Malheur aux vaincus et autres vassaux

« Un grand moment de télévision », a pronostiqué, en expert, Donald Trump au sortir de son incroyable réception de son collègue ukrainien Zelinsky, dans le Bureau ovale, ce vendredi 28 février 2025. Pas seulement : c’est un moment d’histoire que cette humiliation violente, publique, en mondiovision, infligée au perdant, Zelinsky, par son ex-protecteur, le président des États-Unis. Un lâchage en direct, « obscène », a dit François Hollande, mais qui a le grand mérite de mettre au clair les perspectives de sortie de la guerre d’Ukraine et, derrière elles, celles du continent européen tout entier. Ces perspectives sont tout sauf réjouissantes.

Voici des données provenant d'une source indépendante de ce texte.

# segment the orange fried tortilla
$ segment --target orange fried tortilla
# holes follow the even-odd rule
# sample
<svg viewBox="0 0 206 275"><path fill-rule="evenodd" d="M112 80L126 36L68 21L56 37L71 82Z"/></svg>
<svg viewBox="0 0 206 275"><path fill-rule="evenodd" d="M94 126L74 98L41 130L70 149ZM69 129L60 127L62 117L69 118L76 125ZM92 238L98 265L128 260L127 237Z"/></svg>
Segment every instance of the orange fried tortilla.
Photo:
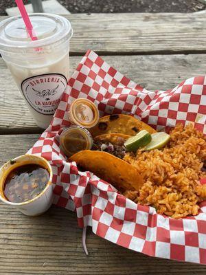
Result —
<svg viewBox="0 0 206 275"><path fill-rule="evenodd" d="M134 166L106 152L82 151L72 155L69 160L122 192L138 190L143 184L143 178Z"/></svg>
<svg viewBox="0 0 206 275"><path fill-rule="evenodd" d="M93 137L105 133L122 133L135 135L139 131L146 130L150 133L156 131L149 125L128 115L111 115L100 118L98 123L90 132Z"/></svg>

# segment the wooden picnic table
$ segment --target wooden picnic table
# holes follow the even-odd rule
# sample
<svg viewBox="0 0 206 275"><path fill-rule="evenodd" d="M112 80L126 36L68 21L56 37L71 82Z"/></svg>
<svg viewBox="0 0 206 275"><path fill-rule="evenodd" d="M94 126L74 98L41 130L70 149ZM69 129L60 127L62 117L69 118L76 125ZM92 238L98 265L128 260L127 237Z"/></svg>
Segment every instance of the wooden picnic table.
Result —
<svg viewBox="0 0 206 275"><path fill-rule="evenodd" d="M88 49L148 89L175 87L206 72L204 14L71 14L70 74ZM5 16L0 17L3 20ZM0 60L0 164L25 153L42 132ZM28 217L0 204L0 274L205 274L206 267L151 258L87 233L76 214L52 206Z"/></svg>

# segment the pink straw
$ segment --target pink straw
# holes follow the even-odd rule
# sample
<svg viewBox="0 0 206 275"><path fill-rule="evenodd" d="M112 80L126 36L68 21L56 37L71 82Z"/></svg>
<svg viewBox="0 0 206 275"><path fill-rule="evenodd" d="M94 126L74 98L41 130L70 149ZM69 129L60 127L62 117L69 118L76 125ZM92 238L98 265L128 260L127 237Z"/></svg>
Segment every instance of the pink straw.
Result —
<svg viewBox="0 0 206 275"><path fill-rule="evenodd" d="M28 16L27 12L23 5L22 0L15 0L16 3L18 6L19 10L21 14L24 23L25 25L27 31L28 32L32 40L37 40L37 37L33 30L33 26L30 21L30 17Z"/></svg>

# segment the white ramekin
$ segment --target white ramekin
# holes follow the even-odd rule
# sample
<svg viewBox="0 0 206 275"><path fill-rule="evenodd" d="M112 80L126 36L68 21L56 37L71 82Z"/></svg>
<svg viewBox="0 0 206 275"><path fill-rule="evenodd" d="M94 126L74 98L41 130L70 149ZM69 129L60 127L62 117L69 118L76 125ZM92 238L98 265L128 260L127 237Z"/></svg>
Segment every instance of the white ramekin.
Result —
<svg viewBox="0 0 206 275"><path fill-rule="evenodd" d="M46 168L49 173L49 179L45 189L34 199L22 203L14 203L6 199L3 194L3 184L8 174L14 168L22 165L34 164ZM53 201L52 185L52 169L49 163L43 157L34 155L23 155L6 162L0 168L0 199L6 204L15 206L27 216L37 216L47 211Z"/></svg>

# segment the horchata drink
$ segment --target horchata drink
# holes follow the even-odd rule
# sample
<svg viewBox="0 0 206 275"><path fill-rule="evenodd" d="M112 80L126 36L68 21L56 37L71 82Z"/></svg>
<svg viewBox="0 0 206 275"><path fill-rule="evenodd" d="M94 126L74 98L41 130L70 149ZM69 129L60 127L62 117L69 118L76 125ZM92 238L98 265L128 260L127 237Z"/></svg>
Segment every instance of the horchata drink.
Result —
<svg viewBox="0 0 206 275"><path fill-rule="evenodd" d="M21 17L0 23L0 52L39 127L46 129L69 78L69 21L58 15L31 14L32 41Z"/></svg>

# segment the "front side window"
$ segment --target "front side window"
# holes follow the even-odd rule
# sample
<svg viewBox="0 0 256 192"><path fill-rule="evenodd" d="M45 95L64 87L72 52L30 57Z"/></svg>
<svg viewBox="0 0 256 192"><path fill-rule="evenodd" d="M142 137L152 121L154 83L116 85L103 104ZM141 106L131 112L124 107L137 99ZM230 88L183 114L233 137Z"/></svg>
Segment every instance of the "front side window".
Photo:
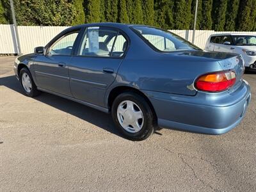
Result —
<svg viewBox="0 0 256 192"><path fill-rule="evenodd" d="M147 26L133 26L132 29L147 44L157 51L172 52L200 49L168 31Z"/></svg>
<svg viewBox="0 0 256 192"><path fill-rule="evenodd" d="M234 35L232 36L236 45L255 46L256 36L253 35Z"/></svg>
<svg viewBox="0 0 256 192"><path fill-rule="evenodd" d="M49 53L52 55L70 55L78 31L65 35L51 46Z"/></svg>
<svg viewBox="0 0 256 192"><path fill-rule="evenodd" d="M118 30L89 27L83 37L78 55L121 57L126 49L126 39Z"/></svg>

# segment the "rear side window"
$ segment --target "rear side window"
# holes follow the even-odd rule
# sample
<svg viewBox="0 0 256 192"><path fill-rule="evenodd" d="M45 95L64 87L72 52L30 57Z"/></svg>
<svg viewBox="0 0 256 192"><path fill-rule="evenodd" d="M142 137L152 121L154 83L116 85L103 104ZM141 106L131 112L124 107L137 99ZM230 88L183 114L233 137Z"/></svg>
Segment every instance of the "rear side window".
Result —
<svg viewBox="0 0 256 192"><path fill-rule="evenodd" d="M222 44L223 36L216 36L214 39L214 43L218 44Z"/></svg>
<svg viewBox="0 0 256 192"><path fill-rule="evenodd" d="M212 44L215 43L215 37L216 36L214 36L211 37L210 43L212 43Z"/></svg>
<svg viewBox="0 0 256 192"><path fill-rule="evenodd" d="M221 44L224 44L224 43L226 42L230 42L230 44L232 44L232 40L230 35L223 36L221 40L222 40Z"/></svg>
<svg viewBox="0 0 256 192"><path fill-rule="evenodd" d="M170 31L148 26L131 27L142 40L157 51L173 52L200 49L180 36Z"/></svg>
<svg viewBox="0 0 256 192"><path fill-rule="evenodd" d="M127 40L115 29L89 27L82 38L78 55L99 57L122 57Z"/></svg>

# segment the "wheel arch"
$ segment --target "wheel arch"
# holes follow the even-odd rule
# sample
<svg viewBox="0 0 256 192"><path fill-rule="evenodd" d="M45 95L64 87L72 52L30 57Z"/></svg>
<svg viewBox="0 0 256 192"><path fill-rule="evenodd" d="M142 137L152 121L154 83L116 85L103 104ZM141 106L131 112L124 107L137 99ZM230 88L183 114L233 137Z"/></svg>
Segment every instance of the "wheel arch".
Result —
<svg viewBox="0 0 256 192"><path fill-rule="evenodd" d="M154 125L156 125L157 124L157 116L156 113L156 111L155 109L154 108L152 104L151 103L148 98L147 97L147 95L143 92L142 92L141 91L140 91L137 88L128 86L118 86L113 88L108 94L107 100L108 107L110 109L110 110L111 109L111 106L114 102L115 99L116 98L116 97L120 94L128 92L136 93L145 99L146 102L148 104L153 113L154 124Z"/></svg>
<svg viewBox="0 0 256 192"><path fill-rule="evenodd" d="M24 67L26 67L30 72L29 68L24 63L19 63L17 67L17 74L19 76L20 76L20 72L21 69Z"/></svg>

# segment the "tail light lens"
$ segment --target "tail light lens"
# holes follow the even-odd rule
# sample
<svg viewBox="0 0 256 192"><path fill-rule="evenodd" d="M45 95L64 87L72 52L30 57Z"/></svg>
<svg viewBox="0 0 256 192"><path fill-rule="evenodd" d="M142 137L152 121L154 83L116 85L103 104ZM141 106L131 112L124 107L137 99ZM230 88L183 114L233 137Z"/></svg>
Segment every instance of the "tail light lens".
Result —
<svg viewBox="0 0 256 192"><path fill-rule="evenodd" d="M219 92L227 90L236 83L236 72L224 71L205 74L197 79L196 88L202 91Z"/></svg>

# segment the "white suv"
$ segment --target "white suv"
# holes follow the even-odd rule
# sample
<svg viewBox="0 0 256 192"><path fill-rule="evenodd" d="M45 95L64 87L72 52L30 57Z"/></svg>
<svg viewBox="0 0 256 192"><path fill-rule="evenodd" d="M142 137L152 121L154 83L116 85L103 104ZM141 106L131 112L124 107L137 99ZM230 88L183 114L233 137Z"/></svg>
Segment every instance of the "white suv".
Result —
<svg viewBox="0 0 256 192"><path fill-rule="evenodd" d="M241 54L244 61L244 67L256 70L256 35L212 35L207 40L205 49Z"/></svg>

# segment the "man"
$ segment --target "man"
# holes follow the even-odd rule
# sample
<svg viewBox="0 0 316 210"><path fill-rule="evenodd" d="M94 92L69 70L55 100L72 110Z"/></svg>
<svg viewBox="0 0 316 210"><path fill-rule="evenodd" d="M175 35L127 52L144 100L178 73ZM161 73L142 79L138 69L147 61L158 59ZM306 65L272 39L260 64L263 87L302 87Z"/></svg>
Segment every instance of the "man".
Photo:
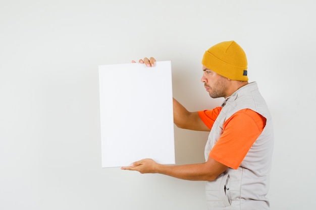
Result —
<svg viewBox="0 0 316 210"><path fill-rule="evenodd" d="M139 62L151 66L155 61ZM269 209L272 119L256 83L248 82L246 54L235 41L223 42L205 52L202 64L206 91L213 98L225 98L223 105L191 112L174 99L174 118L179 127L210 131L206 162L170 166L146 159L122 169L207 181L209 209Z"/></svg>

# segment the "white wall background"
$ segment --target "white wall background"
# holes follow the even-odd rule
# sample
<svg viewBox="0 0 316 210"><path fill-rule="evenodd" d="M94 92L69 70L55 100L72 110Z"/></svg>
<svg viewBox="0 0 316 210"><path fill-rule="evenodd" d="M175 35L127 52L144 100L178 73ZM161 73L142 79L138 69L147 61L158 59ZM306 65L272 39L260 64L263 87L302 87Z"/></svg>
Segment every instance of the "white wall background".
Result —
<svg viewBox="0 0 316 210"><path fill-rule="evenodd" d="M171 59L174 96L211 108L201 57L230 40L274 121L271 209L314 209L315 6L0 0L0 209L205 209L203 182L101 168L98 65ZM177 164L202 162L207 133L175 129Z"/></svg>

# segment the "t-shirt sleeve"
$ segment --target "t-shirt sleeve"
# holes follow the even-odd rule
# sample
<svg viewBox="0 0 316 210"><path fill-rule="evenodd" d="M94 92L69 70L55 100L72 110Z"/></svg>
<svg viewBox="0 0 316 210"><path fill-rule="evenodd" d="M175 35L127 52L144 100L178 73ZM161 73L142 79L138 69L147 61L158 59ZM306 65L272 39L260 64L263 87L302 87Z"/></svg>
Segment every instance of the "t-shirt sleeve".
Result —
<svg viewBox="0 0 316 210"><path fill-rule="evenodd" d="M210 110L203 110L197 112L200 118L209 129L212 129L213 124L223 107L218 107Z"/></svg>
<svg viewBox="0 0 316 210"><path fill-rule="evenodd" d="M223 132L209 156L237 169L266 126L266 119L250 109L234 114L223 125Z"/></svg>

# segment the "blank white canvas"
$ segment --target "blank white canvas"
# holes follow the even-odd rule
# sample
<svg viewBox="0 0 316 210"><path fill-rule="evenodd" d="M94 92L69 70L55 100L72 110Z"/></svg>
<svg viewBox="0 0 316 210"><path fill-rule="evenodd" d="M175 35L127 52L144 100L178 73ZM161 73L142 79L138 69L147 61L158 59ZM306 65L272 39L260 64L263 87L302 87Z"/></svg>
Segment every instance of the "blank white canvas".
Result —
<svg viewBox="0 0 316 210"><path fill-rule="evenodd" d="M174 164L171 61L99 66L102 167Z"/></svg>

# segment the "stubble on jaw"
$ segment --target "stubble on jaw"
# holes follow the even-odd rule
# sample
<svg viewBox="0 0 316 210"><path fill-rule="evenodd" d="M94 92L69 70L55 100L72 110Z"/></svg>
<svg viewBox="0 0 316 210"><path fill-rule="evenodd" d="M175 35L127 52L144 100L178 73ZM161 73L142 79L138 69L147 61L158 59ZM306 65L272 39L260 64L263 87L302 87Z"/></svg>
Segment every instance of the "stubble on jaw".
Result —
<svg viewBox="0 0 316 210"><path fill-rule="evenodd" d="M209 96L211 98L217 98L226 96L226 84L224 77L221 77L212 87L206 84L204 84L204 86L212 91L212 93L209 93Z"/></svg>

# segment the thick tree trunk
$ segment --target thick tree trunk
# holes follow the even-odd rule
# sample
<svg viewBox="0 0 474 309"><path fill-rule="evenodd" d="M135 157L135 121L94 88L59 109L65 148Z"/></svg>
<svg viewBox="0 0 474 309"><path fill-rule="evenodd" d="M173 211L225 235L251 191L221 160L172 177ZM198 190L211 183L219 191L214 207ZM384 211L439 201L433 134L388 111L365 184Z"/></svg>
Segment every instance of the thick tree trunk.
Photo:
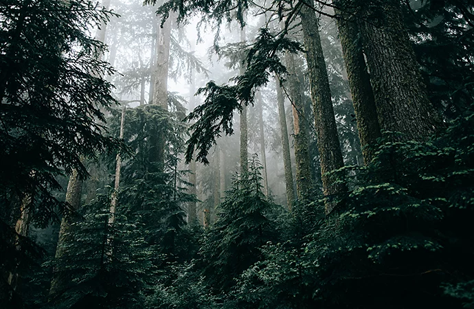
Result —
<svg viewBox="0 0 474 309"><path fill-rule="evenodd" d="M335 2L336 5L338 2ZM375 99L370 85L362 52L359 32L350 12L336 10L337 27L346 62L348 79L357 122L359 137L362 146L364 162L368 164L374 157L373 146L381 137L377 118Z"/></svg>
<svg viewBox="0 0 474 309"><path fill-rule="evenodd" d="M310 4L313 4L312 1L310 1ZM303 5L300 14L306 49L306 56L315 114L315 126L317 133L317 144L321 158L323 191L325 196L336 197L346 191L346 186L343 184L335 183L327 173L342 168L344 164L336 129L328 72L321 46L319 22L314 11L306 5ZM335 207L334 203L327 203L326 214L330 213Z"/></svg>
<svg viewBox="0 0 474 309"><path fill-rule="evenodd" d="M265 135L263 124L263 100L262 93L257 93L257 111L258 113L258 122L260 140L260 153L262 156L262 165L263 166L263 188L266 196L269 195L269 181L267 172L267 154L265 153Z"/></svg>
<svg viewBox="0 0 474 309"><path fill-rule="evenodd" d="M293 209L295 201L295 190L293 184L293 172L291 172L291 159L290 157L290 144L288 139L288 127L286 126L286 115L284 110L284 97L283 90L280 84L278 78L275 76L277 102L278 104L278 117L280 130L282 135L282 148L283 149L283 165L284 167L284 181L286 189L286 203L290 211Z"/></svg>
<svg viewBox="0 0 474 309"><path fill-rule="evenodd" d="M80 198L82 192L82 181L79 177L79 174L76 170L73 170L72 174L69 177L69 182L67 184L67 191L66 192L66 203L67 203L73 211L79 209L80 207ZM73 214L74 215L74 214ZM64 216L61 220L61 225L59 229L59 238L56 244L55 259L60 260L67 253L66 247L71 242L71 225L75 222L74 216ZM68 283L69 279L67 271L64 269L55 268L53 270L53 279L51 282L50 295L56 294L58 292L65 288Z"/></svg>
<svg viewBox="0 0 474 309"><path fill-rule="evenodd" d="M245 42L245 28L240 30L240 43ZM240 75L245 72L245 67L240 65ZM240 112L240 174L245 174L249 172L248 130L247 122L247 106L244 105Z"/></svg>
<svg viewBox="0 0 474 309"><path fill-rule="evenodd" d="M361 8L363 49L381 128L402 133L396 140L425 141L442 123L425 93L400 2L386 0Z"/></svg>
<svg viewBox="0 0 474 309"><path fill-rule="evenodd" d="M306 126L305 122L308 119L304 117L302 92L297 77L293 55L286 53L285 60L289 73L289 92L293 107L296 193L298 200L303 201L311 196L314 189L311 177L311 165L309 161L308 135L305 128Z"/></svg>
<svg viewBox="0 0 474 309"><path fill-rule="evenodd" d="M190 111L194 109L196 92L194 87L194 71L191 70L191 82L190 83ZM196 161L192 160L189 164L190 174L188 181L191 184L189 192L196 196ZM188 224L194 224L197 220L197 206L195 201L189 202L188 204Z"/></svg>

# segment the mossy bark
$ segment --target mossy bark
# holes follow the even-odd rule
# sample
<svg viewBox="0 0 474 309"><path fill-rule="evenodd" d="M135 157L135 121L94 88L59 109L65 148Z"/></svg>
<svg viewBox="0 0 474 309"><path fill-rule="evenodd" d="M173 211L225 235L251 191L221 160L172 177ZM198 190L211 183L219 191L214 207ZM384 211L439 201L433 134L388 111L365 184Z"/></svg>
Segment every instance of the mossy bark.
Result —
<svg viewBox="0 0 474 309"><path fill-rule="evenodd" d="M260 154L262 159L262 165L263 166L263 189L266 196L269 195L269 180L267 172L267 154L265 153L265 134L264 132L263 123L263 99L262 93L259 91L257 93L257 112L258 113L258 126L260 130Z"/></svg>
<svg viewBox="0 0 474 309"><path fill-rule="evenodd" d="M425 92L400 5L387 0L359 8L359 26L381 128L402 133L396 140L425 141L442 122Z"/></svg>
<svg viewBox="0 0 474 309"><path fill-rule="evenodd" d="M286 53L285 60L289 73L289 93L293 107L296 194L298 200L303 201L307 199L313 193L314 189L311 177L311 165L309 161L308 137L306 129L308 119L304 115L302 92L297 76L293 55Z"/></svg>
<svg viewBox="0 0 474 309"><path fill-rule="evenodd" d="M240 30L240 43L245 42L245 28ZM245 67L240 65L240 75L245 72ZM242 106L240 112L240 174L245 174L249 172L248 128L247 120L247 106Z"/></svg>
<svg viewBox="0 0 474 309"><path fill-rule="evenodd" d="M168 111L168 73L170 62L170 44L171 41L171 23L174 14L170 14L163 27L157 27L158 35L156 41L156 62L155 65L155 85L153 104ZM157 132L150 132L151 144L150 161L155 163L157 172L163 172L165 165L165 145L163 136Z"/></svg>
<svg viewBox="0 0 474 309"><path fill-rule="evenodd" d="M340 1L335 1L338 5ZM337 27L341 39L348 80L357 122L359 137L364 163L374 157L374 145L381 137L377 118L375 99L370 84L370 77L362 51L357 20L350 12L336 9Z"/></svg>
<svg viewBox="0 0 474 309"><path fill-rule="evenodd" d="M310 1L310 4L313 4L313 1ZM300 16L306 50L315 127L321 161L323 193L325 196L330 198L338 197L347 189L345 184L333 181L328 175L328 172L342 168L343 161L336 129L329 80L321 46L319 22L315 12L306 5L302 5ZM335 203L327 203L326 213L330 212L335 207Z"/></svg>
<svg viewBox="0 0 474 309"><path fill-rule="evenodd" d="M286 126L286 115L284 109L284 97L283 90L280 84L280 80L275 77L277 89L277 102L278 104L278 118L280 120L280 130L282 135L282 147L283 149L283 165L284 166L284 181L286 189L286 203L290 211L293 209L295 201L295 190L293 190L293 172L291 171L291 157L290 154L290 143L288 138L288 127Z"/></svg>
<svg viewBox="0 0 474 309"><path fill-rule="evenodd" d="M80 207L80 199L82 193L82 180L79 176L76 170L73 170L69 176L69 182L67 184L66 192L66 203L71 210L77 211ZM61 225L59 229L59 238L56 244L56 255L54 258L60 261L67 254L67 244L71 242L71 226L75 222L76 217L65 215L61 220ZM66 288L69 278L67 272L65 269L55 268L53 270L53 279L51 281L50 295L56 295L61 290Z"/></svg>

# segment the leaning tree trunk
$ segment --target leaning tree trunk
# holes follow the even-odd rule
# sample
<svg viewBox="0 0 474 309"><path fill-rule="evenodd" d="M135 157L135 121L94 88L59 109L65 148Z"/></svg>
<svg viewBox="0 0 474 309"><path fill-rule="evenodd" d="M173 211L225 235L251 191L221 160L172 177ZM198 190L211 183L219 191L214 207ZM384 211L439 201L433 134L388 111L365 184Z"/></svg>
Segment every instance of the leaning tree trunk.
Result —
<svg viewBox="0 0 474 309"><path fill-rule="evenodd" d="M381 128L401 133L395 140L425 141L442 123L426 94L400 5L386 0L361 8L359 24Z"/></svg>
<svg viewBox="0 0 474 309"><path fill-rule="evenodd" d="M336 5L339 3L335 1ZM377 139L381 137L375 99L362 52L362 44L358 38L359 32L357 21L352 18L350 12L337 9L335 12L362 154L364 163L368 164L374 157L374 146Z"/></svg>
<svg viewBox="0 0 474 309"><path fill-rule="evenodd" d="M308 198L313 193L314 183L311 177L309 161L308 137L306 126L308 121L304 113L303 96L296 72L293 54L286 52L285 60L288 67L289 92L293 107L295 161L296 163L296 193L298 200Z"/></svg>
<svg viewBox="0 0 474 309"><path fill-rule="evenodd" d="M257 93L257 111L258 113L258 122L260 139L260 153L262 154L262 165L263 165L263 188L266 196L269 195L269 180L267 172L267 154L265 154L265 135L263 124L263 100L262 93Z"/></svg>
<svg viewBox="0 0 474 309"><path fill-rule="evenodd" d="M313 1L309 3L313 3ZM325 196L334 198L345 192L346 186L335 182L328 175L328 172L342 168L344 163L336 129L328 72L321 46L319 21L314 11L306 4L303 4L300 15L306 49L311 100L321 161L323 192ZM326 214L330 213L335 207L335 203L326 203Z"/></svg>
<svg viewBox="0 0 474 309"><path fill-rule="evenodd" d="M277 89L277 102L278 104L278 118L282 135L282 148L283 149L283 166L284 167L284 183L286 189L286 203L288 209L291 211L295 201L295 190L293 187L293 172L291 172L291 157L290 157L290 143L288 139L288 127L284 110L284 97L278 78L275 76Z"/></svg>
<svg viewBox="0 0 474 309"><path fill-rule="evenodd" d="M245 42L245 28L240 30L240 43ZM245 72L245 67L242 62L240 64L240 75ZM249 153L247 144L249 141L247 121L247 106L243 104L240 112L240 174L246 174L249 172Z"/></svg>

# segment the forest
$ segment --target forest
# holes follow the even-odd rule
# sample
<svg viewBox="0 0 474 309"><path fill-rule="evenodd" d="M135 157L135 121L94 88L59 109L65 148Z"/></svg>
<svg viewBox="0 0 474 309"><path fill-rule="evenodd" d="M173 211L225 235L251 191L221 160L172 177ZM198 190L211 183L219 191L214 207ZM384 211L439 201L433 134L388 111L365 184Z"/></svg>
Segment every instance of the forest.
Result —
<svg viewBox="0 0 474 309"><path fill-rule="evenodd" d="M0 308L474 308L470 0L0 0Z"/></svg>

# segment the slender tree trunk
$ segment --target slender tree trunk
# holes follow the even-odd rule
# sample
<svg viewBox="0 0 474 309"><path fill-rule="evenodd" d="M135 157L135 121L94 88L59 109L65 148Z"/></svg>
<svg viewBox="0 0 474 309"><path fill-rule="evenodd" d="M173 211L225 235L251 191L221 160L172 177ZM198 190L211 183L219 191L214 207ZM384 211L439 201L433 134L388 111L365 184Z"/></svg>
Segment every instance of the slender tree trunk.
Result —
<svg viewBox="0 0 474 309"><path fill-rule="evenodd" d="M225 196L225 155L222 149L219 149L219 161L220 169L219 169L219 179L221 181L221 197Z"/></svg>
<svg viewBox="0 0 474 309"><path fill-rule="evenodd" d="M103 0L102 6L106 9L110 7L111 0ZM95 33L95 40L100 42L105 42L105 34L107 30L107 25L105 23L101 23L99 29ZM98 55L98 59L102 58L104 55ZM69 176L69 182L67 184L67 190L66 192L66 203L71 205L71 210L77 211L80 207L80 198L82 193L82 179L79 176L79 173L77 170L73 170ZM56 244L56 250L55 259L60 260L66 253L65 247L68 242L71 240L69 239L71 225L74 222L73 218L69 218L68 216L63 217L61 220L61 225L59 229L59 237L58 244ZM51 282L51 289L49 290L50 295L56 294L61 289L65 288L69 281L67 273L64 270L54 269L53 270L53 279Z"/></svg>
<svg viewBox="0 0 474 309"><path fill-rule="evenodd" d="M425 141L442 127L428 100L401 4L386 0L361 8L364 52L381 128L402 133L396 140Z"/></svg>
<svg viewBox="0 0 474 309"><path fill-rule="evenodd" d="M293 55L285 54L288 67L289 92L293 108L293 139L295 162L296 165L296 193L300 201L308 198L313 194L314 184L311 177L309 161L308 135L305 128L307 121L304 118L303 97L296 74L296 65Z"/></svg>
<svg viewBox="0 0 474 309"><path fill-rule="evenodd" d="M286 115L284 110L284 97L280 84L280 80L275 77L277 89L277 102L278 103L278 117L280 130L282 135L282 146L283 149L283 165L284 166L284 182L286 189L286 203L290 211L293 209L295 201L295 190L293 187L293 172L291 172L291 159L290 157L290 144L288 139L288 127L286 126Z"/></svg>
<svg viewBox="0 0 474 309"><path fill-rule="evenodd" d="M267 172L267 154L265 153L265 135L263 124L263 100L262 93L257 93L257 112L258 113L258 122L260 139L260 153L262 154L262 165L263 165L263 188L266 196L269 195L269 181Z"/></svg>
<svg viewBox="0 0 474 309"><path fill-rule="evenodd" d="M174 14L166 19L162 27L159 27L156 43L156 64L155 67L155 86L153 104L168 111L168 73L170 61L170 43L171 41L171 23ZM152 144L150 160L157 163L158 172L164 171L165 145L166 141L157 132L150 132Z"/></svg>
<svg viewBox="0 0 474 309"><path fill-rule="evenodd" d="M145 78L140 80L140 106L145 105Z"/></svg>
<svg viewBox="0 0 474 309"><path fill-rule="evenodd" d="M32 172L34 176L34 173ZM28 236L28 229L30 227L30 211L32 196L31 193L27 193L21 201L21 205L20 206L20 218L16 220L15 224L15 232L16 234L14 237L15 247L18 251L21 250L21 245L20 238L19 236L26 237ZM20 284L20 275L18 273L18 268L20 265L17 264L15 268L8 274L7 282L12 287L13 290L16 290Z"/></svg>
<svg viewBox="0 0 474 309"><path fill-rule="evenodd" d="M125 110L126 108L126 105L124 104L124 107L122 108L122 117L120 118L120 133L119 135L119 138L122 140L124 139L124 122L125 121ZM117 154L115 158L115 181L113 185L113 192L112 192L112 196L111 197L111 205L109 208L109 216L108 220L108 233L107 233L107 240L106 240L106 255L109 257L112 256L113 249L111 247L112 241L113 240L113 234L111 233L113 225L115 222L115 211L117 209L117 203L118 202L118 190L119 186L120 185L120 169L122 168L122 156L120 153Z"/></svg>
<svg viewBox="0 0 474 309"><path fill-rule="evenodd" d="M214 207L212 209L211 217L216 213L216 209L221 203L221 180L219 179L219 175L221 174L221 157L219 156L219 147L216 145L214 154Z"/></svg>
<svg viewBox="0 0 474 309"><path fill-rule="evenodd" d="M240 30L240 43L245 42L245 28ZM240 65L240 74L245 72L244 64ZM247 121L247 106L243 105L240 112L240 174L245 174L249 172L248 130Z"/></svg>
<svg viewBox="0 0 474 309"><path fill-rule="evenodd" d="M335 2L336 5L339 1ZM338 15L337 27L341 38L348 80L357 122L359 137L362 146L364 162L368 164L374 157L373 146L381 137L377 119L375 99L370 85L370 77L367 71L362 52L362 44L356 21L350 12L335 10Z"/></svg>
<svg viewBox="0 0 474 309"><path fill-rule="evenodd" d="M195 98L194 93L196 89L194 86L194 70L191 69L191 77L190 83L190 111L194 109ZM196 195L196 161L192 160L189 164L190 175L189 182L191 184L189 192ZM190 202L188 204L188 224L193 224L197 220L197 207L195 201Z"/></svg>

Si on laisse de côté l’incroyable brutalité dont ont fait preuve Trump et Vance, le contenu de la « conversation », si l’on ose l’appeler ainsi, n’est nullement nouveau. Les principales données sont connues depuis des mois, comme j’ai eu l’occasion de les rappeler dans mon livre Engrenages :

  1. Les Ukrainiens ne peuvent pas regagner militairement les territoires perdus du Donbass et de la Crimée. Ceci est acquis depuis le début de 2023.
  2. La poursuite de la guerre d’usure, en raison de l’écart démographique (30 millions contre 145), n’est pas à leur avantage. Elle ne serait de toute façon possible que si les Américains continuaient à fournir des armes. Une « carte » maîtresse, comme dit Trump, dont les Ukrainiens ne disposent pas et que Trump entend faire payer très cher : minerais et cessez-le-feu.
  3. Le cessez-le-feu, justement, Zelinsky n’en veut pas. Ce qu’il veut, c’est un véritable traité de paix assorti de garanties de sécurité crédibles. Et ces garanties, c’est d’abord l’entrée de l’Ukraine dans l’OTAN (inscrite dans la constitution ukrainienne) ou, à défaut, une armée européenne de 200 000 hommes.
  4. Problème : Trump ne veut pas entendre parler (comme son prédécesseur Biden d’ailleurs, et avant lui, Obama) de l’intégration de l’Ukraine dans l’OTAN – ironiquement, la cause directe pourtant de cette guerre ! Pour une raison simple : pas question de risquer « une troisième guerre mondiale » avec la Russie.
  5. « L’armée européenne » de 200 000 hommes n’existe pas. Ce qui peut exister éventuellement, c’est un petit corps expéditionnaire de 30 à 40 000 hommes, composé essentiellement de soldats français et britanniques. Mais ce sera une force « non combattante », nous dit Macron, très insuffisante pour dissuader une éventuelle agression russe sur une ligne de front de 1 000 km, et de surcroît privée du soutien logistique et aérien nécessaire. D’où la demande exprimée, toujours dans le même Bureau ovale la semaine dernière, par Macron comme par Starmer, d’une garantie américaine « au-dessus », si l’on ose dire, de la garantie européenne. Là encore, réponse négative des Américains : une telle garantie ne signifierait rien d’autre que l’élargissement de fait de l’OTAN à l’Ukraine. Pour les mêmes raisons, les Russes sont également contre : pour eux, ce serait l’OTAN sans le nom.

Alors que faire ?

Pour avoir, depuis 30 ans, ignoré la question ukrainienne, tout en ayant massivement désarmé, les Européens sont aujourd’hui en panique. Le protectorat américain s’achève : pire, le protecteur est désormais vu comme aussi dangereux que l’adversaire. L’Europe connaissait un démon, elle s’en découvre deux à présent ! L’Occident, vient de dire Mme Kallas, la « ministre des Affaires étrangères de l’UE », a besoin d’un nouveau leader. Mais qui ? Et surtout avec quels moyens ?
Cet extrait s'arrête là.